Why Cybercriminals Like Banks
The world economy would come to a screeching halt if consumers and businesses completely lost faith in financial institutions, a favorite target of cyberattacks the last few years. In 2016, financial services became the industry most targeted by cybercriminals, according to the IBM X-Force Threat Intelligence Index 2017. Global cybercriminals target banks for direct access to money. Bad actors also fetch large profits on the darknet by selling the email addresses, phone numbers and Social Security numbers found in financial systems. Hackers also target banks for information on investment strategies and mergers and acquisitions for financial gain on the stock market.
The rules will keep banks busy, with requirements for audit logs, multifactor authentication, private data encryption, application security, cybersecurity personnel and intelligence, training, monitoring and periodic risk assessment. Banks and the like also face "must haves" for confidentiality, incident response, cybersecurity event notifications and annual reports to DFS.
There are two sections in the new cybersecurity regulation that records managers will want to pay attention to in order to ensure compliance. The big one not to miss is Section 500.11, which spells out how to address third-party cybersecurity. This applies to service providers like law firms and accountants as well as data storage, disposition and protection providers.
Section 500.13 is all about records disposition. This section specifies that an institution's cybersecurity program must provide for the periodic, secure disposal of private data no longer needed for legitimate business, law or regulation. The mandated third-party due diligence and risk assessments will quickly help determine if your information management providers meet the new cybersecurity standards for financial institutions operating in New York.

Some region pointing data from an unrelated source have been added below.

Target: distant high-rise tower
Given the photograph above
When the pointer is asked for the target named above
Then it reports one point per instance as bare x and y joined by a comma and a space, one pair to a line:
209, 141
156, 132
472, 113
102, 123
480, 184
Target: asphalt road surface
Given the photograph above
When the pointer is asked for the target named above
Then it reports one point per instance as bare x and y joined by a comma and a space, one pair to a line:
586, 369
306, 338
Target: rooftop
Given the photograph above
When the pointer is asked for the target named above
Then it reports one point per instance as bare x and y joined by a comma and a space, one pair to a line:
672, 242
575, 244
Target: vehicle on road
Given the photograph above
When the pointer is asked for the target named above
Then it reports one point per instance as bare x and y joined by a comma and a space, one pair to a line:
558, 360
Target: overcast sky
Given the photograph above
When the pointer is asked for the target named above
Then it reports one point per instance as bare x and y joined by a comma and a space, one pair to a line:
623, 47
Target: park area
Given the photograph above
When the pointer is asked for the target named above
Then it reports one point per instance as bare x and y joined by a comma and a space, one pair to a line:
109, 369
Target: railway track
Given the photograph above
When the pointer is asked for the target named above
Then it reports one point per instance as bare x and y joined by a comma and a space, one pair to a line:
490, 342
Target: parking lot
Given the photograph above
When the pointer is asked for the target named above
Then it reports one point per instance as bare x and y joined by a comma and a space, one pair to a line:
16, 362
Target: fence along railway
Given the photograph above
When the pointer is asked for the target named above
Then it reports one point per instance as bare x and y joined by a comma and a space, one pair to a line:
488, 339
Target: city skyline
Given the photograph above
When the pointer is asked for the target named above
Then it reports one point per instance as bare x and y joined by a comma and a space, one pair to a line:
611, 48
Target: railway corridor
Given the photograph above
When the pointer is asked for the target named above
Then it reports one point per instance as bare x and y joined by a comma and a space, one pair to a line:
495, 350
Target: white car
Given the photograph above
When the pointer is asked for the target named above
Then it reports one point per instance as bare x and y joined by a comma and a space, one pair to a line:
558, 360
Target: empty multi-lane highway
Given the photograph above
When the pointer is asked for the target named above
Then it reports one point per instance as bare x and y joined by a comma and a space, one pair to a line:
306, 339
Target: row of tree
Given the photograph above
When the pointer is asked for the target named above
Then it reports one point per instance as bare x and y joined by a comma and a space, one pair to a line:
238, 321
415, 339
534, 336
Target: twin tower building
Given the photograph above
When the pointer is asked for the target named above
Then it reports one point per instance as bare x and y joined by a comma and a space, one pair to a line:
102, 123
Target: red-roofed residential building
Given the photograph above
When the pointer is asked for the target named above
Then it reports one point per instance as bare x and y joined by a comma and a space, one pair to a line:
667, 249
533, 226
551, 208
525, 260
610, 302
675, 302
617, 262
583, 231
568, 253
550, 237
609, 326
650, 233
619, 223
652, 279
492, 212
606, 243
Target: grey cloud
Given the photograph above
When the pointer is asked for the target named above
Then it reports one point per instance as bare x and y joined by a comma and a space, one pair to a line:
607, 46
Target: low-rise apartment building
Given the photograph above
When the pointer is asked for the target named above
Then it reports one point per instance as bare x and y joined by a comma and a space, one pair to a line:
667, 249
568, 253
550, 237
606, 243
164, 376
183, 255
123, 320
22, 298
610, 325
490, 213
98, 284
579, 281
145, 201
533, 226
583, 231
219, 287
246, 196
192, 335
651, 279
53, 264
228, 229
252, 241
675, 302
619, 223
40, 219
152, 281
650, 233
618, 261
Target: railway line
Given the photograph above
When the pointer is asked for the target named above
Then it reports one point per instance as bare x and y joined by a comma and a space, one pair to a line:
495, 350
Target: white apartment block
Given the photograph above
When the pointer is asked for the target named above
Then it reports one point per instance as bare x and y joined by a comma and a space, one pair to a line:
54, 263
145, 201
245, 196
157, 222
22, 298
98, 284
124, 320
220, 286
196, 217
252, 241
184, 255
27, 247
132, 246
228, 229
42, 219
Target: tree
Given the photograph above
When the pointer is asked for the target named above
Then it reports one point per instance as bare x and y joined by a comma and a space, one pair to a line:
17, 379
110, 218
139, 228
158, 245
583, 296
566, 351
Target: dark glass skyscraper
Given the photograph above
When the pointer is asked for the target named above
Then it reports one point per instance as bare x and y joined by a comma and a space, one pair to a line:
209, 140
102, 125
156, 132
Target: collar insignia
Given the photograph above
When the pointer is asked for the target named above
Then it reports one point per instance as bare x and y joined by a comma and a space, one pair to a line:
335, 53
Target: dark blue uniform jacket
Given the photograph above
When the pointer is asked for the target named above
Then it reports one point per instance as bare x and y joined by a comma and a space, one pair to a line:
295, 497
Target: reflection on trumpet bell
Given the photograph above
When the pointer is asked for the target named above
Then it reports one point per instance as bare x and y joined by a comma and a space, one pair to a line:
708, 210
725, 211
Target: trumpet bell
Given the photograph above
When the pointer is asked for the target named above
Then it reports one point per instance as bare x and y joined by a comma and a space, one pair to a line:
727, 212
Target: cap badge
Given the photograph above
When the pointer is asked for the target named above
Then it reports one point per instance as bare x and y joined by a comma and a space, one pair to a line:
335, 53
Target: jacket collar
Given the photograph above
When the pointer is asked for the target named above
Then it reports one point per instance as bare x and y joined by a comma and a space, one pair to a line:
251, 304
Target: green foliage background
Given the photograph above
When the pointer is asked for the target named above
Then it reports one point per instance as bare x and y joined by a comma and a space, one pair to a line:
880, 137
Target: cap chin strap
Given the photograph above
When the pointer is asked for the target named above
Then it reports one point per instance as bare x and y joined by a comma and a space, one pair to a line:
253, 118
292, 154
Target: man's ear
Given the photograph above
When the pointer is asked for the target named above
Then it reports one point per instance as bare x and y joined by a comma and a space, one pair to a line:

Although New York was the first state to pass regulations specific to cybersecurity, expect other states to follow suit. If anyone still needs convincing, the global WannaCry ransomware attack has shown how quickly insufficiently protected data can become a hacker's meal ticket. Savvy records managers will get ahead of the curve. In fact, New York's new requirements could serve as a smart place to start when figuring out how to advance the safety of information at your organization.